Canal Plus to take 60% stake in Bolloré’s FTA business

French pay TV group Canal Plus is set to buy a 60% stake in Bolloré’s free-to-air business, including channels Direct 8 and Star.

The deal will see Canal Plus owner Vivendi giving Bolloré shares worth approximately €279 million. The total value of the assets is estimated at a maximum of €465 million.

Canal Plus Group will take over the operational management of the two channels and of their advertising sales division.

The deal would give Bolloré Group’s television business the backing of one of Europe’s leading broadcasting companies. It will also strengthen Canal Plus’s free TV presence.

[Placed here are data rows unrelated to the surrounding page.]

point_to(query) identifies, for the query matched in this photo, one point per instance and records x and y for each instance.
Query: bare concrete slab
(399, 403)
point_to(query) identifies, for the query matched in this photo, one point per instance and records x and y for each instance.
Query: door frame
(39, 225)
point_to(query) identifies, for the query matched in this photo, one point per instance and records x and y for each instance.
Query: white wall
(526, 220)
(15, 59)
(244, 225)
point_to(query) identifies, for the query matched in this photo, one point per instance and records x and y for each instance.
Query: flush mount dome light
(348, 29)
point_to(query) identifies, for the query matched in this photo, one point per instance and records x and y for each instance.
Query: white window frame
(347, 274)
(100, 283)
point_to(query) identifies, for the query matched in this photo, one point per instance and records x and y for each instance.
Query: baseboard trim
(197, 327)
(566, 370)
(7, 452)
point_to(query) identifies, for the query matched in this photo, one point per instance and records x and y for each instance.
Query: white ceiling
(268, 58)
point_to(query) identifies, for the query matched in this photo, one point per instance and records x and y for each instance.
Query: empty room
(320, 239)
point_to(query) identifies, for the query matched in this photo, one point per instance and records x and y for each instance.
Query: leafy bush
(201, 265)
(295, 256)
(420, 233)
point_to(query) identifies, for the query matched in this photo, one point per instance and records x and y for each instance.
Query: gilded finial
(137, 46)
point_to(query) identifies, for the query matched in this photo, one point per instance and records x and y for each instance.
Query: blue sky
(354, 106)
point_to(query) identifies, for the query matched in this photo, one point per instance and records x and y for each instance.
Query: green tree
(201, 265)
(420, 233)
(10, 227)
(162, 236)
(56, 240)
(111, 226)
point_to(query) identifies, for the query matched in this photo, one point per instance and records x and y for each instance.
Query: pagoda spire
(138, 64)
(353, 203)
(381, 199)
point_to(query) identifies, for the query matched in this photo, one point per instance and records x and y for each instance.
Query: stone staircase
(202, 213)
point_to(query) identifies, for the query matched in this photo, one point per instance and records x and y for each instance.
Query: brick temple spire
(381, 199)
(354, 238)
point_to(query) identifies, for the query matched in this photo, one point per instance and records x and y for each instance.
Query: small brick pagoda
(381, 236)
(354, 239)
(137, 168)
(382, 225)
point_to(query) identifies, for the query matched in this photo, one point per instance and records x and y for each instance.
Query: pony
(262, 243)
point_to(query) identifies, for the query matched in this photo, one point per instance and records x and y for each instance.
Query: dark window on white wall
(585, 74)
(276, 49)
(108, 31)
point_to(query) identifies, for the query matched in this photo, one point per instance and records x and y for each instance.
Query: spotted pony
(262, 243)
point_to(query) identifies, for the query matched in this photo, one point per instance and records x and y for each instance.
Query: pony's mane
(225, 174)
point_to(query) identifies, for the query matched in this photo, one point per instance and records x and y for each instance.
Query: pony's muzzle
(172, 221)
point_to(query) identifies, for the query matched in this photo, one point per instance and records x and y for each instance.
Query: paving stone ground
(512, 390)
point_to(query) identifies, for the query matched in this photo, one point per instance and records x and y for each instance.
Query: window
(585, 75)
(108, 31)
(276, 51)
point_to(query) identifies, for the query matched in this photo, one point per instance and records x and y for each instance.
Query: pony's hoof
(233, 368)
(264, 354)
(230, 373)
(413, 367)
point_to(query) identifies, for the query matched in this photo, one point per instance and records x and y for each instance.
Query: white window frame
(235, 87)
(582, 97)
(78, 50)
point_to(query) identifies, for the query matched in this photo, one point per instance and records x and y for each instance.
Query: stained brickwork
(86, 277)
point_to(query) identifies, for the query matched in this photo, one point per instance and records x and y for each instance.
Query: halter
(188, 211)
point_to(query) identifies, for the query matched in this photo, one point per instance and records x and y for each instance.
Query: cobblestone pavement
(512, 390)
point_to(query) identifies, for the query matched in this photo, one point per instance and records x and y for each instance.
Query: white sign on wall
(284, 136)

Canal Plus CEO Bertrand Meheut said: “This partnership is intended to prepare the Canal Plus Group for the arrival in the television sector of new operators such as Apple, Netflix, Google, etc. In a context in which these global players have enormous resources and the consumer is confronted with an abundance of choice, the company’s entry into the free television market will enable it to strengthen its capacity to produce distinctive content and enhance its editorial lines with high-quality programmes, while using all available operating media to exploit those programmes.”

Separately, Thomson Video Networks has announced that Canal Plus Overseas has begun a migration to Thomson technology for its digital headend serving Indian Ocean territories. The newly equipped platform, located in Boulogne, France, near Paris, will be rolled out by November 2011, transmitting 90 SD and HD channels, all encoded in MPEG-4 format.

Canal Plus Overseas is replacing its existing infrastructure with a combination of Thomson Video Networks products, including ViBE EM2002 dual-channel SD encoders, ViBE EM3000 HD encoders, and NetProcessor 9030 multiplexers. In 2012, Canal Plus will upgrade to Thomson’s new ViBE EM4000 multichannel HD encoder.

Canal Plus Overseas, a subsidiary of the leading French pay-TV operator Canal+ Group, is the largest French-language operator in the French Overseas Territories and Africa, and provides more than 300 channels to viewers in the Caribbean, Indian Ocean, and Pacific regions.